September 17, 2014

Three Convergent Thinking Techniques Every Analyst Should Master

\While divergent thinking is useful for developing concepts, ideas or hypotheses, convergent thinking is useful for focusing the analytic effort.  I have found that there are three crucial convergent thinking techniques:

Grouping.  Grouping (and its corollary, Establishing Relationships) is probably the most useful of the convergent thinking techniques.  In order to get a handle on all of the ideas that typically emerge from any divergent thinking exercise, it is important to be able to group similar ideas or hypotheses together.  Critical to this effort are the labels assigned to the various groups.  All sorts of cultural and cognitive biases can easily come into play with poorly chosen group names (For example, think how easily the labels "terrorist", "freedom fighter", "good" or "evil" can influence future analysis).  Mindmapping and other concept mapping techniques are very useful when attempting to use grouping as a way to deal with an overabundance of ideas.

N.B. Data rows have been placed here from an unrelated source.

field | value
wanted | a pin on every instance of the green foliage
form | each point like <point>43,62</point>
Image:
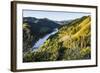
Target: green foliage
<point>72,42</point>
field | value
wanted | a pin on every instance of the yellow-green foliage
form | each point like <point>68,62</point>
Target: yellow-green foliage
<point>72,42</point>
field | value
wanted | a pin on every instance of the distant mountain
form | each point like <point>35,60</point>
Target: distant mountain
<point>71,42</point>
<point>63,22</point>
<point>34,29</point>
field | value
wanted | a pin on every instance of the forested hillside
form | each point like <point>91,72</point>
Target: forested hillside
<point>71,42</point>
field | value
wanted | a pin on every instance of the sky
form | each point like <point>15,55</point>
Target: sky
<point>54,15</point>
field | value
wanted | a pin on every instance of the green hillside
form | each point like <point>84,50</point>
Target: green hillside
<point>71,42</point>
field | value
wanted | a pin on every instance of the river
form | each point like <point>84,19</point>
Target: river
<point>41,41</point>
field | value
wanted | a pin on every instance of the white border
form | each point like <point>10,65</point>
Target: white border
<point>21,65</point>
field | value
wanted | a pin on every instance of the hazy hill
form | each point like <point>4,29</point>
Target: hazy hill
<point>71,42</point>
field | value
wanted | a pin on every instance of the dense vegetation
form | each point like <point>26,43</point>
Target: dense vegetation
<point>71,42</point>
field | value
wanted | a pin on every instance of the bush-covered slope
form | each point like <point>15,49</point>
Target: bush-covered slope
<point>71,42</point>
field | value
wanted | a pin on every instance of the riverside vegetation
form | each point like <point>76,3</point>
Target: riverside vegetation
<point>71,42</point>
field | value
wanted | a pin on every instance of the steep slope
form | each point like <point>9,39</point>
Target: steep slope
<point>71,42</point>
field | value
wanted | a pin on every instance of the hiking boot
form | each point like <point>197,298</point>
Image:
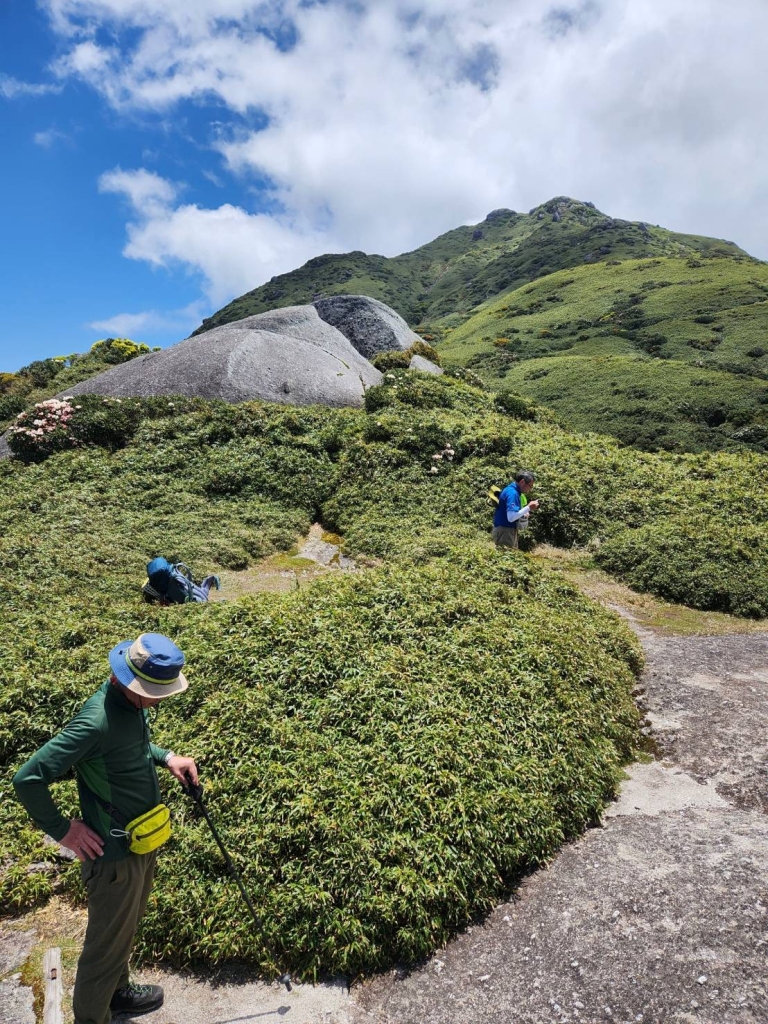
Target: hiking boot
<point>136,999</point>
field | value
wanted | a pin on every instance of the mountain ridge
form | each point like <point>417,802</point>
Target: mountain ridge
<point>471,263</point>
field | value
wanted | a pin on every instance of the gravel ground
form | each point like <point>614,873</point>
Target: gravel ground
<point>659,915</point>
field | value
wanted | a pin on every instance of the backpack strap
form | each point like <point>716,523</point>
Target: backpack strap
<point>105,805</point>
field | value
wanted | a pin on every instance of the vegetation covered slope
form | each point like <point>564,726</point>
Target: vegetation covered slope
<point>707,311</point>
<point>469,264</point>
<point>384,752</point>
<point>662,353</point>
<point>650,403</point>
<point>40,379</point>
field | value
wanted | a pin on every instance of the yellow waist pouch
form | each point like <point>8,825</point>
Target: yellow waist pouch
<point>148,830</point>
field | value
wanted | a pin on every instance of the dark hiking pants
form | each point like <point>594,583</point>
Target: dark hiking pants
<point>117,897</point>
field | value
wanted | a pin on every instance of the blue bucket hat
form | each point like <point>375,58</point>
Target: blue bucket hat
<point>150,666</point>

Prioritizing.  Deciding which ideas, concepts or hypotheses deserve the most emphasis is crucial if collection and analytic resources are to be used efficiently.  Treating every idea as if it is equal to all the others generated by the divergent thinking process makes no sense.  Yet, as with any convergent thinking process, the decision regarding which concept is first among the putative equals should be made carefully.  Problems typically arise when the team setting the priorities is not diverse enough.  For example, a team of economists might well give economics issues undue emphasis. 

Filtering.  Filtering, as a convergent thinking technique, explicitly recognizes the awful truth of intelligence analysis - there is never enough time.  Filtering can be used to eliminate, in its extreme application, some possibilities entirely from further consideration.  Typically, however, analysts will use filtering to limit the level and extent of collection activities.  For example, intel professionals looking at pre-election activity in a certain country might decide to focus their collection activities at the county rather than at the city or town level.  As with grouping and prioritizing, where to drawn these kinds of lines is fraught with difficulty and should not be done lightly.